Shep married Pat Crockett in 1985. Theirs was a passionate love affair for the ages. Inseparable. The perfect couple. Made for each other. Shep joked; Pat laughed. After he retired in 2007, they moved to Oxford and spent countless hundreds of hours as season ticket-holders at Swayze Field, The Tad Pad, The Pavilion and Vaught-Hemingway Stadium cheering on (and yelling at) the Rebels. For years, into his 90s, Shep never missed a single home game of baseball, basketball or football. Not one. As a fan in the 1950s and 60s, he had celebrated Johnny Vaught’s National Champions. In modern times, being a fan required great patience and dedication. What he lacked in the former he was unwavering in the latter. Though football was his greatest passion, the 2013 SEC basketball tournament was, he said, his favorite sporting event ever. “We never left a tournament a winner before!” That year, Andy Kennedy, and Marshall Henderson, and the rest delivered “the best Rebels trip of my life. MAN that was fun.” A few years later, he marveled at the grit and perseverance of the 2022 baseball national champion Rebels and, at age 95, the last Rebels game he witnessed in person was from the athletic director’s box atop The Vaught when The Lane Train came from behind, late in the 4th, to vanquish those purple shirts and gold britches from Baton Rouge in a 55-49 heart-stopping thriller. “Geaux to hell LSU!” The next day he didn’t remember the Rebs had won but he couldn’t forget what an “amazing experience” it had been. Knowing Shep, golfing, gambling or dancing with Shep, laughing with and at Shep, admiring Shep, and loving Shep was an “amazing experience” for all those so fortunate.

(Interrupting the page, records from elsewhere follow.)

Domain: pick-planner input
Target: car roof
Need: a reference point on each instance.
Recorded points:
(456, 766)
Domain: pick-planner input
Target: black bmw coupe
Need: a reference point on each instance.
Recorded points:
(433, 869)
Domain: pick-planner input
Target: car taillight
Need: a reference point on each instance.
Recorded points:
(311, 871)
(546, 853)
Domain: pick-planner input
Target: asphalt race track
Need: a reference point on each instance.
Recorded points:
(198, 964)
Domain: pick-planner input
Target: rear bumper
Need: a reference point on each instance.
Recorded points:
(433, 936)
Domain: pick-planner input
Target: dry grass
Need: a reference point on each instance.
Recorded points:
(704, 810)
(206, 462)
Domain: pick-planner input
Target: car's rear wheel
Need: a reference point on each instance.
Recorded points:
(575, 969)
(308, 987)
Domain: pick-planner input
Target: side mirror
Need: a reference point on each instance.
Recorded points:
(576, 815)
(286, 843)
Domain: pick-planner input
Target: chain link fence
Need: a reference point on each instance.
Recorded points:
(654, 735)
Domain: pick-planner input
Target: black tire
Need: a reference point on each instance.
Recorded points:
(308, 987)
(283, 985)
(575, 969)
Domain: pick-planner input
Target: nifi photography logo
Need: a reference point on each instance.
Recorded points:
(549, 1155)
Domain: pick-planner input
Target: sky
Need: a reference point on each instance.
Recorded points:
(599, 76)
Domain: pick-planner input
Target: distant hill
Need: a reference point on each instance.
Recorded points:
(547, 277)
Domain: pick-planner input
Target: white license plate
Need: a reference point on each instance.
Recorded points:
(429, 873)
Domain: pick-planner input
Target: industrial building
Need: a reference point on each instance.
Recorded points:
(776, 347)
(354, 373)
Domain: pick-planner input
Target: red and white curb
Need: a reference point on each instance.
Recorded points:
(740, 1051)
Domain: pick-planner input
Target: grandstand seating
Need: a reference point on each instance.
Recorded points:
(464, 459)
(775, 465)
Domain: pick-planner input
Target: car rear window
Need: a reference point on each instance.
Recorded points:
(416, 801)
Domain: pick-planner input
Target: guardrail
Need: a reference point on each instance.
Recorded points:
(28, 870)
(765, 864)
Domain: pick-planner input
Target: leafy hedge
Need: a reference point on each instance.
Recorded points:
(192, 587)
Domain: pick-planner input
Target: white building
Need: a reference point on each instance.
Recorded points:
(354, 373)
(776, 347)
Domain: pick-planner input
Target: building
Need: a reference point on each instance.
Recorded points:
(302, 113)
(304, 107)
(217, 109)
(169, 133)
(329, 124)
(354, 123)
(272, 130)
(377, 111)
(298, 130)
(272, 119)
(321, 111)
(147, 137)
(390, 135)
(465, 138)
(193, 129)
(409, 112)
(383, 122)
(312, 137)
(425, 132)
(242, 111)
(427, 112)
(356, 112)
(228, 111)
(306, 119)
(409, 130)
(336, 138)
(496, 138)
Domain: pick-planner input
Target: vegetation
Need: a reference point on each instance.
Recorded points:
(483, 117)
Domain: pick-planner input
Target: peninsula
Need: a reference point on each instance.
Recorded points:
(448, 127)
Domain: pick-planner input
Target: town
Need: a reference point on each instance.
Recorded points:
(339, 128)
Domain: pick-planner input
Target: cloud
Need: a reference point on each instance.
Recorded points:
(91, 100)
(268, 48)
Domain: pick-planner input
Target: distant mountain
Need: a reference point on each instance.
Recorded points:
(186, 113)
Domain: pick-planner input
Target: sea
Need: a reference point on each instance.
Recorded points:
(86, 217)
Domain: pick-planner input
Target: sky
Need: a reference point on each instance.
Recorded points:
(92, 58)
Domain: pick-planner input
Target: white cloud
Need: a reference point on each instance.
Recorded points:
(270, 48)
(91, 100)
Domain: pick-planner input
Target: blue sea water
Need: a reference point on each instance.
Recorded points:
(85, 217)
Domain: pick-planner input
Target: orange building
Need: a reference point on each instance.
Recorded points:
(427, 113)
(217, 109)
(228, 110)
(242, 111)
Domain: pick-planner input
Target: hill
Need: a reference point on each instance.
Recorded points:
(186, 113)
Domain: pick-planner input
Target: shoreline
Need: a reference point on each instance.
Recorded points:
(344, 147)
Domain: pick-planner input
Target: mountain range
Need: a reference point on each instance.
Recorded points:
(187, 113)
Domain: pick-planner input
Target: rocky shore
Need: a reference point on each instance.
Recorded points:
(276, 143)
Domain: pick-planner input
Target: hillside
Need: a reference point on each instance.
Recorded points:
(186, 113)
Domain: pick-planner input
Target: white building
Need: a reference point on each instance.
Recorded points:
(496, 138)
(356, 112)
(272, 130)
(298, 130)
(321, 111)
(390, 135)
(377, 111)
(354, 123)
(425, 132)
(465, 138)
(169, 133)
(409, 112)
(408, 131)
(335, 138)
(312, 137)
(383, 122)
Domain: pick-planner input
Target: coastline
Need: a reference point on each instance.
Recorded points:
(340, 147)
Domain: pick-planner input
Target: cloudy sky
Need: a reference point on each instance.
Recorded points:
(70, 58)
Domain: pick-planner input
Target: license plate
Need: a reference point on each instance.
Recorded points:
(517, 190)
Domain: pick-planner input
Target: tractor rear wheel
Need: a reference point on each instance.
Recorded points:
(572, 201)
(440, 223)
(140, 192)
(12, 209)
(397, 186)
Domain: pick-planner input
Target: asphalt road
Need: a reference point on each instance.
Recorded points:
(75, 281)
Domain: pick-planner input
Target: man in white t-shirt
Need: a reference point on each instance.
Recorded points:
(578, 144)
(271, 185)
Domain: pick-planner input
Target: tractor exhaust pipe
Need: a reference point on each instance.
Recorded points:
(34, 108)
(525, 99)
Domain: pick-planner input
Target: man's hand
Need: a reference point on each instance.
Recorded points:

David Shepard Smith, Sr. is survived by his cherished wife Mary Patricia Smith, sons David Shepard Smith, Jr. (Giovanni) of New York City and Robert Benton Smith (Brooke) of Oxford, grandchildren Sadie Grace Smith and David Benton Smith of Oxford, stepdaughters Christy White (Ben) of Ridgeland, MS, and Cami Gurrieri (John) of Charleston, SC, and step granddaughters Elle White, Mary Love Gurrieri and Claire Gurrieri.
A graveside service will be held Friday, October 11, 2024, at 10:30 am, at Hill Crest Cemetery in Holly Springs, Mississippi. Arrangements are through Holly Springs Funeral Home.
In lieu of flowers, memorial donations may be made to St. Jude Children’s Research Hospital.